Ces mots, Christine ne les prononcera plus, désormais.
On a quand même un petit peu la boule au ventre, au niveau émotion ça va être quand même fort. Des fois, ce sont plus que des clients, ils sont devenus des amis, et c'est ça qui est le plus difficile.
Des clients fidèles et réguliers
Et lorsqu’on tend le micro aux clients, on comprend pourquoi ce dernier service est particulièrement difficile.
-Je me sens chez moi, c'est agréable, il n'y a pas beaucoup de tables, il y a une intimité lorsqu'on vient.
-La cuisine traditionnelle, l'ambiance, tout le monde est sympa.
-On n'était pas trop souvent ici, mais chaque fois qu'on était là, on n'était pas déçu.
-Déjà l'accueil, et puis la cuisine quoi !
Tous les jours, des clients allemands viennent savourer les bons plats. Pour la dernière, le chef Philippe propose des tagliatelles au saumon.



Stéphanie est venue en profiter avant la fermeture.
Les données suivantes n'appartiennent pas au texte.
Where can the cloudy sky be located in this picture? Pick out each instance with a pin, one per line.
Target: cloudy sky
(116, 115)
Pour moi, c'est triste que ça soit la dernière fois, c'est même une catastrophe selon moi.
Un manque de personnels motivés
Après 6 ans et 3 mois, l’aventure s’arrête, mais pour quelle raison ?
-C'est uniquement par manque de personnel, et non par manque de clients. On devrait être 5 alors qu'on travaille à 2, parfois 2 et demi.
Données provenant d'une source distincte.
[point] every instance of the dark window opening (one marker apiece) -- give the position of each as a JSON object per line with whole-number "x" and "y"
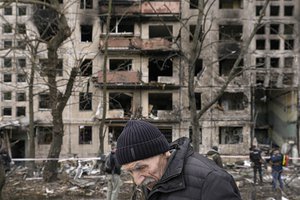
{"x": 8, "y": 62}
{"x": 21, "y": 29}
{"x": 122, "y": 26}
{"x": 260, "y": 44}
{"x": 86, "y": 67}
{"x": 288, "y": 10}
{"x": 274, "y": 44}
{"x": 86, "y": 33}
{"x": 160, "y": 67}
{"x": 21, "y": 78}
{"x": 85, "y": 135}
{"x": 261, "y": 30}
{"x": 274, "y": 29}
{"x": 198, "y": 67}
{"x": 21, "y": 111}
{"x": 121, "y": 101}
{"x": 120, "y": 64}
{"x": 44, "y": 101}
{"x": 288, "y": 44}
{"x": 231, "y": 4}
{"x": 85, "y": 101}
{"x": 226, "y": 65}
{"x": 194, "y": 4}
{"x": 233, "y": 101}
{"x": 274, "y": 62}
{"x": 258, "y": 9}
{"x": 167, "y": 132}
{"x": 44, "y": 134}
{"x": 288, "y": 62}
{"x": 260, "y": 62}
{"x": 159, "y": 101}
{"x": 274, "y": 10}
{"x": 21, "y": 96}
{"x": 288, "y": 29}
{"x": 230, "y": 135}
{"x": 6, "y": 111}
{"x": 288, "y": 79}
{"x": 161, "y": 32}
{"x": 231, "y": 32}
{"x": 191, "y": 135}
{"x": 86, "y": 4}
{"x": 7, "y": 78}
-Les gens viennent mais ne restent pas, s'ils viennent le lendemain ils ne sont plus là. Ce qu'on a du mal à trouver, ce sont des gens motivés, qui ont un esprit d'équipe.
Le restaurant était déjà passé de 40 à 30 couverts ces dernières semaines pour assurer les services. L’adresse sera donc mise en vente prochainement. Le chef Philippe est lui déjà démarché par d’autres structures.